Time for Commandline 2.0! It would be awesome to have an incredibly rich version of Terminal.app that helps you in amazing ways. As the Web becomes the platform, that may just happen via Ubiquity itself :)
August 21st, 2009 at 4:04 pm
I would love to be able use Bespin as a command line, especially when I need to do things on the server on which i’m running Bespin. But can we first have Git support please?
Thanks
August 22nd, 2009 at 12:40 am
Reminds me of the Commando feature in Apple’s A/UX operating system. You could open the CommandShell, enter the command, and press Cmd+K and get this dialog: http://applefritter.com/ui/aux/images/cmdo-ls.gif .
August 22nd, 2009 at 6:19 am
Well, I’ve been working on this very thing in my (not exactly copious) spare time for the past month. I may as well put a copy up … here it is:
http://voracity.org/Well/Well
Supports running ordinary processes, entering input, breaking, detaching/reattaching, html output from ordinary processes (send back as first output data) or text if not a Well-aware program.
Still very alpha, of course, so user beware.
August 22nd, 2009 at 6:20 am
Incidentally, I’d like to integrate BeSpin. If you could give me some pointers, that would be an immense help!

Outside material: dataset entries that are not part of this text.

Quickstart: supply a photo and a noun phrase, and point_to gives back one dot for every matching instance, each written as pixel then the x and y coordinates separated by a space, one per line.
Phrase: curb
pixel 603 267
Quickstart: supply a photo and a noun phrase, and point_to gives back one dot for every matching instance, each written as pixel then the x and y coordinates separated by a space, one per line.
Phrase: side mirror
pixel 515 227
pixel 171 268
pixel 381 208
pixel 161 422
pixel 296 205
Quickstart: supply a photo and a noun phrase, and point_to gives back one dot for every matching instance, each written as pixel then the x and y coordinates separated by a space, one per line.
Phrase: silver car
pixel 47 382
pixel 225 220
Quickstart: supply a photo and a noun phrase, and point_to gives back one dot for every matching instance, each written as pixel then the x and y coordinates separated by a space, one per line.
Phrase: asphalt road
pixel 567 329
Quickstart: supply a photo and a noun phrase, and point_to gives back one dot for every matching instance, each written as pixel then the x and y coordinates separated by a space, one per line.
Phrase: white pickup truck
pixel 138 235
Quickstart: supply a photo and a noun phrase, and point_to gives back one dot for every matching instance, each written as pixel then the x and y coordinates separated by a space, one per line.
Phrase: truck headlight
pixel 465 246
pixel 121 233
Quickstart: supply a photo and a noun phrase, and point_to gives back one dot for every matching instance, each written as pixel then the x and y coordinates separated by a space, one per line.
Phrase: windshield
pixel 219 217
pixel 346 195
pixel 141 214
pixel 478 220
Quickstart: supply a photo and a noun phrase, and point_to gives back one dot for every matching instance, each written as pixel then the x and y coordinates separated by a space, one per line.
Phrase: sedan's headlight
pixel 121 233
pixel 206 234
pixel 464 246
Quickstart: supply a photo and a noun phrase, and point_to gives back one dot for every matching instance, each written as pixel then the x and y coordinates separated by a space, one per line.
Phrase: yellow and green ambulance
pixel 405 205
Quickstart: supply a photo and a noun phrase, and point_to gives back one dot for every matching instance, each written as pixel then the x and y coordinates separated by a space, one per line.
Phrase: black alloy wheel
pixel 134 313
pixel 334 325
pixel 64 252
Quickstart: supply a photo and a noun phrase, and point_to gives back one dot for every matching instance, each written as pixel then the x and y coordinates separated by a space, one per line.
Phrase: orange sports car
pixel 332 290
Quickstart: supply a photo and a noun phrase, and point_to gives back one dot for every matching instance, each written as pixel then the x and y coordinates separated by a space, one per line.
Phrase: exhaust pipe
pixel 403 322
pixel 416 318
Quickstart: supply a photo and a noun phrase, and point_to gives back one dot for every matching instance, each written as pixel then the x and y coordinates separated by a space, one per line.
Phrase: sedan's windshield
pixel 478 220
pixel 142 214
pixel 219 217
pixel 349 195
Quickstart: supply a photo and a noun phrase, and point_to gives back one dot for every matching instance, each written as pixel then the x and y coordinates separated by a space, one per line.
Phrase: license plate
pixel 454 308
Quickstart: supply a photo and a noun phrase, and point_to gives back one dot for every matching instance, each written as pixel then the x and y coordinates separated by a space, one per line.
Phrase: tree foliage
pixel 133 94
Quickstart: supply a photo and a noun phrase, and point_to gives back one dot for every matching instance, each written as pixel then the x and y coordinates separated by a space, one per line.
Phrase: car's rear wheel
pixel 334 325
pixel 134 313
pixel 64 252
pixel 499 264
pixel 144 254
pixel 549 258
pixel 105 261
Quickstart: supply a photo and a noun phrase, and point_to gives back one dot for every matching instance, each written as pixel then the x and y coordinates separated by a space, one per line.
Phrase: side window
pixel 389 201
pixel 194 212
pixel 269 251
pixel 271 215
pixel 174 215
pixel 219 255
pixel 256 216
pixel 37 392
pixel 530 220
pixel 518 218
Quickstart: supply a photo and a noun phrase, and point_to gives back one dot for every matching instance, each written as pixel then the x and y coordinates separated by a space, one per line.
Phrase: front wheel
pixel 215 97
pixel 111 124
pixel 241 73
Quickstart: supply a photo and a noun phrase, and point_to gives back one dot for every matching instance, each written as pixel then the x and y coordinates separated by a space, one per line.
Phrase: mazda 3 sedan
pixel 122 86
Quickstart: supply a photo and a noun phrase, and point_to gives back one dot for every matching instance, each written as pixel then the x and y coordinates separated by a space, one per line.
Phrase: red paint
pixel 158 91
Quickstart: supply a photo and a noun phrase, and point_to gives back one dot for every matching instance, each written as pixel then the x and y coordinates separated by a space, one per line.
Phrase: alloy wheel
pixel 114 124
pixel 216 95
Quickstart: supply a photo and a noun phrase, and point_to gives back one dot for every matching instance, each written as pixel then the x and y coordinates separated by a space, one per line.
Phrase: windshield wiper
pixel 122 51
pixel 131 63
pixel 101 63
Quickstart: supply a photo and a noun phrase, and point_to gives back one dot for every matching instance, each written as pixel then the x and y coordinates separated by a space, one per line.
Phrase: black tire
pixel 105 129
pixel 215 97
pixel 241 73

August 25th, 2009 at 2:19 am
You probably know that the bash and zsh shells are “super smart” enough to do smart option completion in the middle of typing a command, so you can type `wget –r` and it’ll list just the options for that program that start with ‘r’. zsh seems even smarter.
As for GUI representation of command-line options, Apple tried it with “Commando” in A/UX and MPW. I wonder why UNIX/Linux never settled on a richer representation of command-line options beyond the usage() string printout so that each desktop could implement a GUI command builder. bash’s per-command completion information is (probably) in /etc/bash_completion and zsh’s is in /usr/share/zsh/functions/Completion (see zshcompsys(1)), but both are written in the shell’s own programming rather than a language-independent representation of command parameters.
August 29th, 2009 at 7:38 pm
great post! our blog is relatively new and we are new to blogging. therefore, we will heed and implement your advice.